JPH0680592B2 - Electrolyte matrix for molten carbonate fuel cell - Google Patents

Description

Description: TECHNICAL FIELD OF THE INVENTION The present invention relates to improvement of an electrolyte matrix of a fuel cell using a molten carbonate as an electrolyte.

[Technical background of the invention and its problems]

2. Description of the Related Art Conventionally, there is widely known a fuel cell in which a DC power is obtained by reacting a gas such as hydrogen which is easily oxidized with a gas having an oxidizing power such as oxygen through an electrochemical reaction process. This fuel cell is roughly classified into a phosphoric acid type, a molten carbonate type, a solid electrolyte type, etc. depending on the electrolyte used.

By the way, among the fuel cells as described above, the molten carbonate type fuel cell is designed to be operated at a temperature around 650 ° C., and its main part is usually a carbonate such as lithium carbonate or potassium carbonate.
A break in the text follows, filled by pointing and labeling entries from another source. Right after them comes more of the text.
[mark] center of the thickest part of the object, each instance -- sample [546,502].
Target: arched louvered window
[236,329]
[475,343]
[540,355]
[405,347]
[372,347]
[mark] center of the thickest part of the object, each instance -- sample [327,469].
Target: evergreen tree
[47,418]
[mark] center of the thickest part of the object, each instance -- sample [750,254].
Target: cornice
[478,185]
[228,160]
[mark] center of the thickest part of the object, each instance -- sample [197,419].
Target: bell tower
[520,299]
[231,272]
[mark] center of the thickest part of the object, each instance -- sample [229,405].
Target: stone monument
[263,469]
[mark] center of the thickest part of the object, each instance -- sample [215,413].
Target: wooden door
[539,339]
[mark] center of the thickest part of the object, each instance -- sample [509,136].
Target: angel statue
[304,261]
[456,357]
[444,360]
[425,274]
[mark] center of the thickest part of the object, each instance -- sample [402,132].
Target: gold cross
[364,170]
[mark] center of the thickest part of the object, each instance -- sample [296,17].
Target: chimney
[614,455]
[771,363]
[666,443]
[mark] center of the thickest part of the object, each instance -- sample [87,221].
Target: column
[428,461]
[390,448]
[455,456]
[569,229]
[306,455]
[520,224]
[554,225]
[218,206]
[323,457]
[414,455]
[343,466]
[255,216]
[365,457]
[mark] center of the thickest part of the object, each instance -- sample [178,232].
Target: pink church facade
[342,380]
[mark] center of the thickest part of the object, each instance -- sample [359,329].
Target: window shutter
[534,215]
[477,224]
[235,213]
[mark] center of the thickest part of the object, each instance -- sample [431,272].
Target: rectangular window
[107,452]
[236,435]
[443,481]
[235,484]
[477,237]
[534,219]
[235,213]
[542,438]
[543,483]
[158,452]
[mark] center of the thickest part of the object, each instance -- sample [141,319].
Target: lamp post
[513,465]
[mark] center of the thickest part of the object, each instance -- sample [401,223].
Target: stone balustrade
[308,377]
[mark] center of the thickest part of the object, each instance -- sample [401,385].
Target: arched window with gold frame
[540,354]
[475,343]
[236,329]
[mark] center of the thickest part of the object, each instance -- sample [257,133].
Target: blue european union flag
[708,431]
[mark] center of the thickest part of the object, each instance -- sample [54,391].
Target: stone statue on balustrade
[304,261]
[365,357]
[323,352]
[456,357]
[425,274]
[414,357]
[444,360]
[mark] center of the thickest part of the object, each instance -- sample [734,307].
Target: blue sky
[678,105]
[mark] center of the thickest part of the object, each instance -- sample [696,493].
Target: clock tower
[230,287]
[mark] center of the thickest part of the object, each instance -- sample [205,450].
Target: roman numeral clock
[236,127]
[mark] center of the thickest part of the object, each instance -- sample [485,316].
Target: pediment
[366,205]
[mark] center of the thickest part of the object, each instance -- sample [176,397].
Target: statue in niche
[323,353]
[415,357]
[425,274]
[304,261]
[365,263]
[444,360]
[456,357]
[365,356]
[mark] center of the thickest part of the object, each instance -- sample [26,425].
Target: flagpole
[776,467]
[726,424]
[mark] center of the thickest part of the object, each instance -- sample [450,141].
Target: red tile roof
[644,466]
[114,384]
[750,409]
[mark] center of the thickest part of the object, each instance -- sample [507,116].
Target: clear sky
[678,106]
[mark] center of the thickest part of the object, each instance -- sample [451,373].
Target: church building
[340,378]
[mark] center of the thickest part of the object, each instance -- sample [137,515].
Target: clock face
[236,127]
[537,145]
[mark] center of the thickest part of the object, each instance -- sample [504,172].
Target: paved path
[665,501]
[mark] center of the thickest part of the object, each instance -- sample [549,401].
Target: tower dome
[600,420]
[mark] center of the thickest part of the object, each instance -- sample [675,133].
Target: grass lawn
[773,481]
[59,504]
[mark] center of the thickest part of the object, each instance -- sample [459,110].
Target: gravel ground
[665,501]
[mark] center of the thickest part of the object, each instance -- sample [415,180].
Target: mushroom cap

A unit battery is constructed by abutting gas diffusion electrodes such as nickel alloys on both sides of an electrolyte matrix formed by integrating a salt electrolyte and a ceramic-based holding material such as lithium aluminate in a flat plate shape. It is configured as a laminated body in which a bipolar separator is interposed between the individual pieces.

However, in the conventional electrolyte matrix configured as described above, the difference in the coefficient of thermal expansion between the electrolyte holding material and the electrolyte in the solid state below the melting temperature and the coefficient of thermal expansion between the electrolyte matrix, the electrode, and the cell housing. Due to the difference,
When a heat cycle was applied, penetration cracking often occurred in the electrolyte matrix when the temperature was lowered.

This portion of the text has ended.